Schnell wurde uns allen klar, dass wir hier einen richtigen Ruhepol mit unserem Los Bandito in der Familie hatten, er nahm sich schnell der Kinder an und gab ihnen Sicherheit durch seine Art und dank eines Besuches im Kindergarten zu seiner Welpenzeit findet er seither Kinder im speziellen ganz große Klasse!
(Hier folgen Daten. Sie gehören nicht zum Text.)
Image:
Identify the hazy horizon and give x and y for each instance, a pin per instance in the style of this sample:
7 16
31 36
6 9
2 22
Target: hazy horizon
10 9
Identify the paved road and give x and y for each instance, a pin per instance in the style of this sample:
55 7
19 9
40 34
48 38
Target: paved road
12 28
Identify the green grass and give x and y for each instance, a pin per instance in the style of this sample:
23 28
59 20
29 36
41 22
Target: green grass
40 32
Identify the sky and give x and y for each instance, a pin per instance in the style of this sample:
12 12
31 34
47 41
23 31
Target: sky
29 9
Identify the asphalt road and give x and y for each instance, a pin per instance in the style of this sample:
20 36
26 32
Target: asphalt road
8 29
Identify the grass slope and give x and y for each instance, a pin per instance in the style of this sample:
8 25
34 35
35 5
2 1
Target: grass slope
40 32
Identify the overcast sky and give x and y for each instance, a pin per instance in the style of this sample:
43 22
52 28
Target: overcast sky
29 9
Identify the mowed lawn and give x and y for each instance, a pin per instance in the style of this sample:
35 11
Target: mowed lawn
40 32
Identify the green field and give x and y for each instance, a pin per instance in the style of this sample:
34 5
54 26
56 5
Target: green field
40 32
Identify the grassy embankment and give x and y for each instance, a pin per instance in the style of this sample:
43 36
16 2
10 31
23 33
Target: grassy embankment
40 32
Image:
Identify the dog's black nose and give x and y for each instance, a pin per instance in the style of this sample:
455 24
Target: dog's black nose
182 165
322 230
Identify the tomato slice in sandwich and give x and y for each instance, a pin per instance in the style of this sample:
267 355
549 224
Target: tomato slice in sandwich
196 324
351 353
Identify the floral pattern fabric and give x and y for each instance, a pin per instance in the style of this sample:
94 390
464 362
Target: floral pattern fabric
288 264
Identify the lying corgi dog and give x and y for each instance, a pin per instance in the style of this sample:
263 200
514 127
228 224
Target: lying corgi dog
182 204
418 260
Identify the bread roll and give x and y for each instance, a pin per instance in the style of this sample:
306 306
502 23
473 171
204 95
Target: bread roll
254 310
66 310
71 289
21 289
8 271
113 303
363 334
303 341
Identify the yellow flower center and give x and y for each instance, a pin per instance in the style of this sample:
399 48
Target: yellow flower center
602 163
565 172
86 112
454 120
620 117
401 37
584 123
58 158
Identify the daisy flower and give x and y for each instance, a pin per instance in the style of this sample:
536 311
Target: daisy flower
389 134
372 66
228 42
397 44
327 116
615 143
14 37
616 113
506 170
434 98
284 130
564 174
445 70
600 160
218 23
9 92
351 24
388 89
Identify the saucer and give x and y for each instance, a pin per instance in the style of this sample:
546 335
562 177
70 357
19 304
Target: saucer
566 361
Sie spielen mit einem und zum Kraulen und knuddeln sind Kinder einfach unschlagbar (Ansicht eines inzwischen erwachsenen American Akita Rüden). 

Als unsere Drahthaar-Hündin dann in den Hundehimmel kam stand für uns fest, dass wir zu gegebener Zeit einen weiteren Akita zu uns nehmen würden - dies geschah nun dieses Jahr mit der schönen Hündin "Dakota von Ausserhalb´s" .
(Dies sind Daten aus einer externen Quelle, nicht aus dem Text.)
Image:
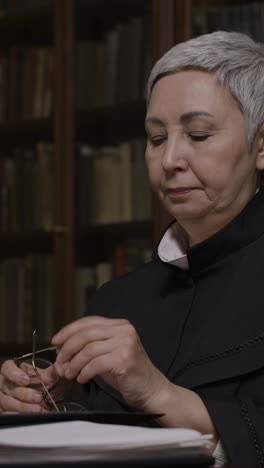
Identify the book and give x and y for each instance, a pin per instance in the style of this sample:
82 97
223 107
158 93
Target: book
84 437
106 191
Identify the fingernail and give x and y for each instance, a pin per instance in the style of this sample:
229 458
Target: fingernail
55 338
37 398
68 372
24 379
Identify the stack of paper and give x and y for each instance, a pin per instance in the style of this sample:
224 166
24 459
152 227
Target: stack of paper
84 437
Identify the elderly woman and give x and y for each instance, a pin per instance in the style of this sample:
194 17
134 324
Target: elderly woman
184 334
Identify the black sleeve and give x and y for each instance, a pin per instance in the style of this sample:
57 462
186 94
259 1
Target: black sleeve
239 419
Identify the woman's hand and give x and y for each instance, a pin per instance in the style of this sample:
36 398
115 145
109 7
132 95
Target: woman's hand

Wohlwissend dass ein Akita kein Anfängerhund ist möchten wir diese schöne und stolze Rasse trotzdem züchten, da wir überzeugt davon sind, dass es viele verantwortungsbewußte Menschen gibt, die ebenfalls einen solch tollen Hundepartner an ihrer Seite möchten. 

Sie können mit diesen Hunden fast alles machen - egal ob Obediance, modererner Vierkampf (Hürden, Hinderniss, Waldlauf und Unterordnung) oder gar als Therapiehund - solange er mit ruhiger Stimme und viel Motivation ausgebildet wird macht er für seinen Menschen alles - wird aber stupide oder gar mit Druck und herkömmlichen Methoden versucht drillartig auszubilden wird sich jeder gesunde Akita verweigern oder gar dagegen stellen. Dies ist übrigens auch die Ursache, warum viele Hundeausbilder sagen, der Akita sei ein Sturschädel oder gar agressiv! Stimmt so nicht - er kann und will nur nicht nach herkömmlichen Methoden dumpf immer dasselbe Schema ablaufen und unter Druck Dinge leisten welche er ohne Druck viel besser und freudiger zeigen könnte!

 

Kurz - es ist ein top Familienhund mit Charme und Charakter, der für seine Menschen einfach da ist.